Signore da chi andremo?
Gv.
6,60-69 Volete forse andarvene anche voi?
Abbiamo sentito nei brani precedenti come i Giudei si siano
opposti a Gesù mentre parlava loro del “Pane di vita”. Ma anche per i discepoli
di Gesù non è stato facile accettare tale discorso. Con la parola discepoli
intendiamo le persone che volutamente seguivano Gesù per ascoltarlo e che, in
qualche modo, simpatizzavano con lui: ebbene oggi è scritto che molti di loro
si allontanarono e smisero di seguirlo. Questa è la crisi attraverso cui deve
passare ogni discepolo quando è messo di fronte alla esigenza di prendere sul
serio la “Parola”. Non ci si può più limitare al lato affettivo, bisogna fare
delle scelte di vita, allora subentrano i dubbi e le paure.
Buona parte della crisi è dovuta al fatto che molti erano
venuti perché speravano che con Cristo avevano risolto i loro problemi
quotidiani. Lui poteva moltiplicare i beni necessari come il cibo, quindi non
c’era più bisogno di litigare con la pioggia o la siccità o i soldati. Ora Gesù
li sta deludendo dicendo loro che ricercano le cose sbagliate e lui non è
disposto ad esaudirli.
C’è un gruppo più vicino di discepoli: Pietro, 1 dodici
apostoli e pochi altri. Essi non hanno ricercato tanto il pane quanto piuttosto
la gloria, la fama.

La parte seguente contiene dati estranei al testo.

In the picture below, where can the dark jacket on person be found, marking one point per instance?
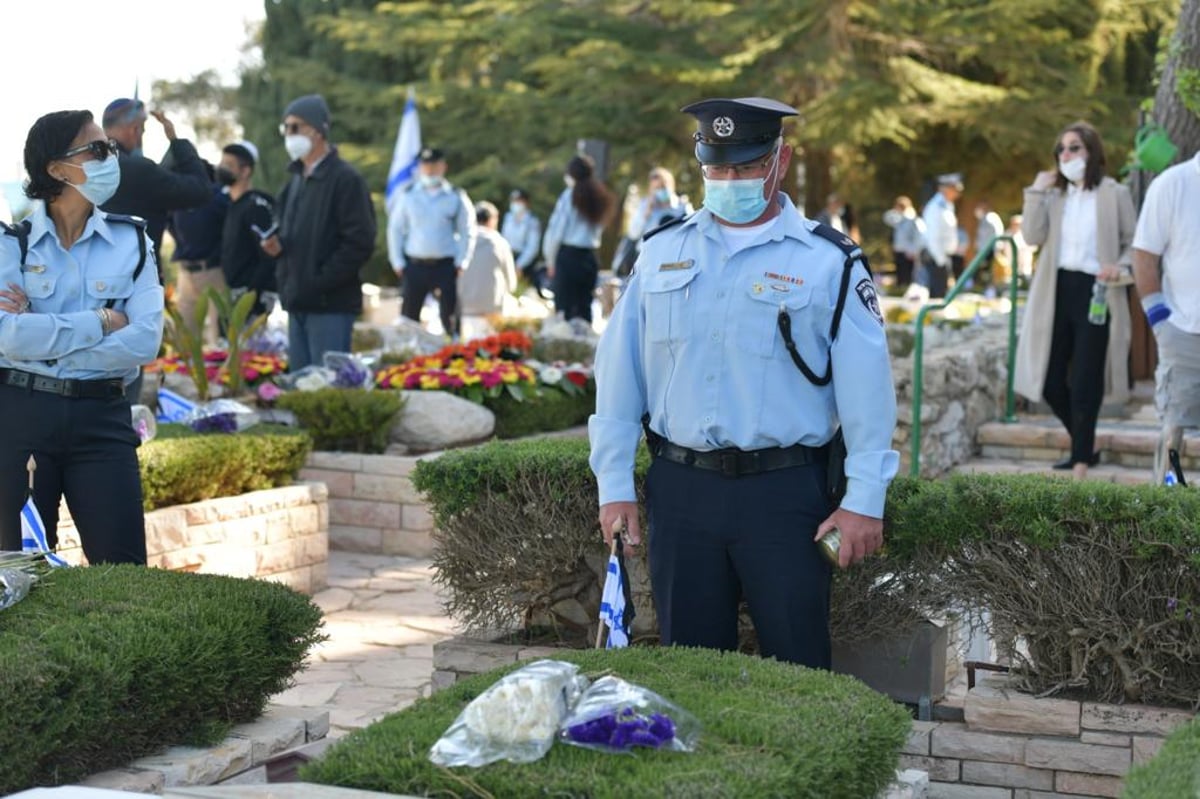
(153, 191)
(328, 232)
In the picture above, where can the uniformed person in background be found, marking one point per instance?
(737, 491)
(77, 318)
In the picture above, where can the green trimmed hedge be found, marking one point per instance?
(100, 666)
(769, 730)
(1077, 571)
(552, 410)
(1173, 773)
(180, 466)
(345, 420)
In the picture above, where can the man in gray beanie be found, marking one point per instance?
(327, 230)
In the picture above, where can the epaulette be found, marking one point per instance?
(127, 218)
(669, 223)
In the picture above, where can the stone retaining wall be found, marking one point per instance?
(372, 504)
(279, 534)
(964, 386)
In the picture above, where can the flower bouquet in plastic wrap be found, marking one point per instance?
(514, 720)
(615, 716)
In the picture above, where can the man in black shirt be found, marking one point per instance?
(250, 218)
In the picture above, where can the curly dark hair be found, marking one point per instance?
(589, 197)
(1097, 163)
(48, 139)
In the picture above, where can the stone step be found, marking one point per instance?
(1128, 443)
(1121, 474)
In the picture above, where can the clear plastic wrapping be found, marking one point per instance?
(615, 716)
(515, 720)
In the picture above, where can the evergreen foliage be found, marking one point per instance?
(768, 730)
(102, 665)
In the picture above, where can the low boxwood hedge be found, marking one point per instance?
(1097, 582)
(549, 412)
(1174, 772)
(181, 466)
(769, 730)
(100, 666)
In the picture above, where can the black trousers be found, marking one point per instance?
(714, 540)
(575, 281)
(87, 451)
(425, 275)
(1074, 385)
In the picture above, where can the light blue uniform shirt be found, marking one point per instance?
(568, 227)
(523, 234)
(694, 342)
(65, 288)
(438, 223)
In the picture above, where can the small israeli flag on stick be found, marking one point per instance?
(616, 612)
(33, 530)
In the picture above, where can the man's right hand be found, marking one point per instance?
(625, 511)
(271, 246)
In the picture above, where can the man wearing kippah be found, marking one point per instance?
(251, 217)
(745, 337)
(327, 230)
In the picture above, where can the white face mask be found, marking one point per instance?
(298, 145)
(1073, 169)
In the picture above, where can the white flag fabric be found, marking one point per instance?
(403, 157)
(33, 534)
(612, 606)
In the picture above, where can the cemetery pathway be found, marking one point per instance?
(383, 616)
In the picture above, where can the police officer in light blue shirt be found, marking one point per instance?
(81, 310)
(737, 492)
(431, 235)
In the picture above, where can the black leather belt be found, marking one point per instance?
(83, 389)
(733, 462)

Anche loro sono rimasti delusi quando Gesù ha rifiutato di
essere fatto re e ancor più quando parla di servizio, di essere catturato e di dover
morire. Ecco perché Gesù si volge anche a loro chiedendo: “Volete forse
andarvene anche voi?”.
Tutti cercavano colui che fa i prodigi e Gesù mostra
chiaramente chi è che fa prodigi: il bambino che ha donato i suoi 5 pani e 2 pesci.
La generosità e la condivisione è il gesto che provoca prodigi. Cercano di
ricevere e Gesù invita loro a dare. Le parole di Cristo sono dure: l’essere
discepoli di Cristo non è questione di chiedere e ottenere ma di fidarsi o non
fidarsi della sua persona. Lui ci chiede un’intimità sponsale cioè la
condivisione di tutta la vita.
Se noi Cristiani riduciamo l’Eucarestia a qualche
genuflessione, a qualche preghiera fatta a messa o quando veniamo in chiesa,
allora la religione è facile, se poi aggiungiamo qualche preghiera per
presentargli i nostri problemi e implorare delle grazie, allora è anche una
religione comoda. Gesù vuole di più, vuole tutto. Lui ci chiede non di ricevere
ma di donare.
Così anche i discepoli, come avevano fatto i Giudei,
mormorano contro Gesù, cioè esprimono la loro difficoltà di accettare di essere
come Lui, la loro non voglia di donare, servire, morire.
“Vi scandalizza questa proposta?” Gesù non si stupisce di
questa fatica, lui sa bene che è difficile donare la vita, lo ha imparato sulla
sua pelle. La lettera agli Ebrei dirà: “Gesù imparò dalle cose che patì”.
Gesù insiste: “Colui che dà vita è lo Spirito, la carne non
serve a nulla”. L’uomo con tutte le sue capacità non arriva a comprendere la
proposta di Cristo. È la voce dello Spirito che te lo fa capire.
Da quel momento molti se ne vanno. La scelta deve essere
totalmente libera. Gesù è venuto a liberarci dalla schiavitù delle nostre
tendenze umane, non avrebbe senso che ora imponesse un altro tipo di schiavitù.
Quindi lascia partire quelli che non sanno vedere la bellezza dell’unione con
lui. Io credo che molti dei Cristiani che hanno lasciato la pratica religiosa
perché non vogliono un impegno o hanno paura a rinunciare alle loro cose, forse
ritornerebbero se vedessero noi prendere sul serio la parola di Gesù e contenti
di farlo. Un cristiano “bello”, “felice”, attira gli altri e li incoraggia a
fare il passo che in coscienza sanno che è giusto ma non hanno il coraggio di intraprendere.
Gesù non discute, non provoca, semplicemente dice: “volete
forse andarvene anche voi?” Pietro ha intuito che la proposta di Cristo è
quella che lo fa vivere realmente. Rimangono i dubbi, ci sono state le cadute e
altre ancora ci saranno, ma proprio nelle cadute e nel conseguente perdono ha
sperimentato il senso della vita e il senso dell’essere con Gesù. Ha capito per
Fede che il Messia non è quello che loro si aspettavano all’inizio e ora è
disposto a correre il rischio del “nuovo”, non perché lo ha compreso ma perché
ha fatto l’esperienza dell’”essere con Gesù”.